= New York City Gay Hockey Association =

The NYCGHA Crest

The New York City Gay Hockey Association (NYCGHA) is an LGBTQ sports league based in New York City.

Jeff Kagan and Jeff Minck founded the NYCGHA in 1999, after playing on the same team without either realizing the other was gay. Kagan decided to organize the league after playing with the Toronto Gay Hockey Association, just as an NYCGHA player founded a similar league in Madison, Wisconsin. The similar organization in Chicago cites the NYCGHA as its inspiration.

The NYCGHA describes its mission as providing "an environment free of harassment and discrimination for members and friends of the LGBT community to play ice hockey and fulfill their athletic aspirations." Participants need not be LGBT necessarily. About 30% of its players were straight in 2005, while 20% were lesbians. Half were straight in 2010.

Its teams participate in a multi-division league managed by Sky Rink at Chelsea Piers. The number of teams the NYCGHA varies with levels of participation. The NYCGHA had 40 players in two teams in 2000, seven teams in 2005 and five teams in 2010. Players are sorted by skill level, and the league has a reputation for developing players' skills and welcoming women.

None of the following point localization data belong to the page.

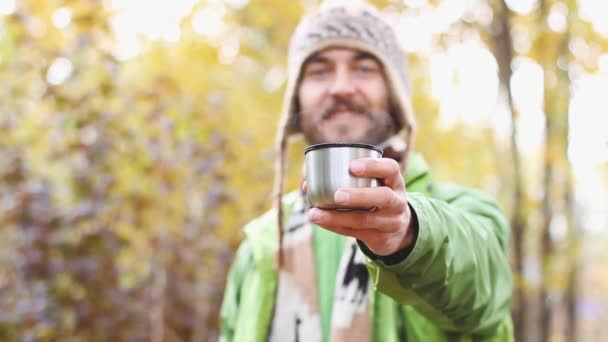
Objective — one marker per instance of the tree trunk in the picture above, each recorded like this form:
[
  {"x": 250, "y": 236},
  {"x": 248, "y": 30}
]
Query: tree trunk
[{"x": 503, "y": 50}]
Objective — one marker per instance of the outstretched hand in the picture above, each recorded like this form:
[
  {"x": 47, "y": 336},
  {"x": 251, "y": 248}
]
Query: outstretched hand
[{"x": 387, "y": 229}]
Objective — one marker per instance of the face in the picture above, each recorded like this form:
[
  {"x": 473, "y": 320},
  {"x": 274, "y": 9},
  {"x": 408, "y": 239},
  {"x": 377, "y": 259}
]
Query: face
[{"x": 344, "y": 97}]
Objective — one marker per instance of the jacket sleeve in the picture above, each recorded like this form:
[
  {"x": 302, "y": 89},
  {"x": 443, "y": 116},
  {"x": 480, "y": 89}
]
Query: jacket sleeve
[
  {"x": 458, "y": 273},
  {"x": 230, "y": 305}
]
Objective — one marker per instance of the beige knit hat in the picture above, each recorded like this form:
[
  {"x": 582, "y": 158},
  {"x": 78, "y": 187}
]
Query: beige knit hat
[{"x": 353, "y": 25}]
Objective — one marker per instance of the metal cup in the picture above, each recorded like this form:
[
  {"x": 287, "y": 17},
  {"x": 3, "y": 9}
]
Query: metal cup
[{"x": 327, "y": 170}]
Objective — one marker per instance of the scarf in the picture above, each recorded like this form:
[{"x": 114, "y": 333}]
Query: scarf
[{"x": 296, "y": 315}]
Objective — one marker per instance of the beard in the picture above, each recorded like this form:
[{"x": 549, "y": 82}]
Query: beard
[{"x": 372, "y": 127}]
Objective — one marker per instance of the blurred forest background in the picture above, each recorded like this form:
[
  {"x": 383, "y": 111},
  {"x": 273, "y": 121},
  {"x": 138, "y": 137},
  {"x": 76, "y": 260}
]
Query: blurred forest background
[{"x": 137, "y": 139}]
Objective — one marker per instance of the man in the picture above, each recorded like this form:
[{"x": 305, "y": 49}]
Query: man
[{"x": 430, "y": 264}]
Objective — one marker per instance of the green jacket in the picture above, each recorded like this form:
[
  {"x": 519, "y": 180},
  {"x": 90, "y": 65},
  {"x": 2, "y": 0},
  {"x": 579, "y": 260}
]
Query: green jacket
[{"x": 455, "y": 285}]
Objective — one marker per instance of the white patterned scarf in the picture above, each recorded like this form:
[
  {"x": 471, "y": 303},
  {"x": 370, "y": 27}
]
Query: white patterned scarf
[{"x": 296, "y": 315}]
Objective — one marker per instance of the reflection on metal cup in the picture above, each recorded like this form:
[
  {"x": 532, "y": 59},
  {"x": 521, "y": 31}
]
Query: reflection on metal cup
[{"x": 327, "y": 170}]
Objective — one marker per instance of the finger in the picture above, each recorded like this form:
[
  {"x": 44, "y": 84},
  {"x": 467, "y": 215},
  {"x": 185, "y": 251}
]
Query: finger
[
  {"x": 356, "y": 220},
  {"x": 380, "y": 197},
  {"x": 384, "y": 168}
]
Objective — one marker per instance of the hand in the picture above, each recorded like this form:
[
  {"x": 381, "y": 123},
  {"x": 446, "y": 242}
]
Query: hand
[{"x": 385, "y": 230}]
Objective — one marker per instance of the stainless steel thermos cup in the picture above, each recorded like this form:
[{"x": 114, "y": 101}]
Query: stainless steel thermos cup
[{"x": 327, "y": 170}]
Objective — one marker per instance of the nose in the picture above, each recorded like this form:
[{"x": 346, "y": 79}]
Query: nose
[{"x": 343, "y": 84}]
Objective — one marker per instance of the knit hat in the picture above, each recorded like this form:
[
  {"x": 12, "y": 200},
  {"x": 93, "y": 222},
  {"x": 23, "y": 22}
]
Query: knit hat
[{"x": 352, "y": 25}]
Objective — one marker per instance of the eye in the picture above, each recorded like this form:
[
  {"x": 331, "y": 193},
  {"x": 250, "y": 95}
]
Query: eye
[
  {"x": 366, "y": 69},
  {"x": 317, "y": 70}
]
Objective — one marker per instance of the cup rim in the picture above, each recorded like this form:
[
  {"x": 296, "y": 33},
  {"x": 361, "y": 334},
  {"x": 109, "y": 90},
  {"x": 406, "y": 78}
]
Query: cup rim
[{"x": 329, "y": 145}]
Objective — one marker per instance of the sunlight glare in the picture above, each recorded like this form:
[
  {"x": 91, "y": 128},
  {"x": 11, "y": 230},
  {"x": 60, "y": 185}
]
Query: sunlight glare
[
  {"x": 522, "y": 7},
  {"x": 8, "y": 7}
]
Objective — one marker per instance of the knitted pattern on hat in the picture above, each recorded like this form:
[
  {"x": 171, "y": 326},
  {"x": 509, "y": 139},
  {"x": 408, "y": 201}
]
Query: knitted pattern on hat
[{"x": 353, "y": 25}]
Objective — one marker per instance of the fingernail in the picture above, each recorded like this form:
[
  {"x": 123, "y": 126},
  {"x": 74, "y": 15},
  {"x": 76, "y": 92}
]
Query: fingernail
[
  {"x": 314, "y": 215},
  {"x": 341, "y": 196},
  {"x": 357, "y": 166}
]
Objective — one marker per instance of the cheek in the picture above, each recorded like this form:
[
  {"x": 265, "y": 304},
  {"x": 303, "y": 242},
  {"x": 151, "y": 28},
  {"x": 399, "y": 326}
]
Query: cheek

The NYCGHA hosts and co-sponsors events to increase awareness of ice hockey in New York, gay sports in New York, and gay health issues. Since 2001, its annual Chelsea Challenge invites LGBT and LGBT-friendly players to compete in a friendly ice hockey tournament. At its 12th tournament, the Pittsburgh Tigers lost to the Louisville Llamas.

In 2008, Kagan and others protested the toleration of "anti-gay slurs" shouted by fans at Madison Square Garden hockey games. It included booing when the name of the NYCGHA appeared on display monitors. The New York Rangers began issuing warnings about offensive behavior and added security. Commenting later on homophobia in hockey, Kagan said: I think to some people, it's just a part of the game. But I think those people really need to be re-educated, and learn that what they're doing is offensive to other people that might be in the arena with them, and it's offensive to people that aren't even there."

The NYCGHA participated in an exhibition hockey game to raise funds for a production of Hockey: The Musical at the Toronto Fringe Festival.

The NYCGHA is a member of Gay Hockey International and is tax exempt pursuant to Section 501(c)(3) of the Internal Revenue Code.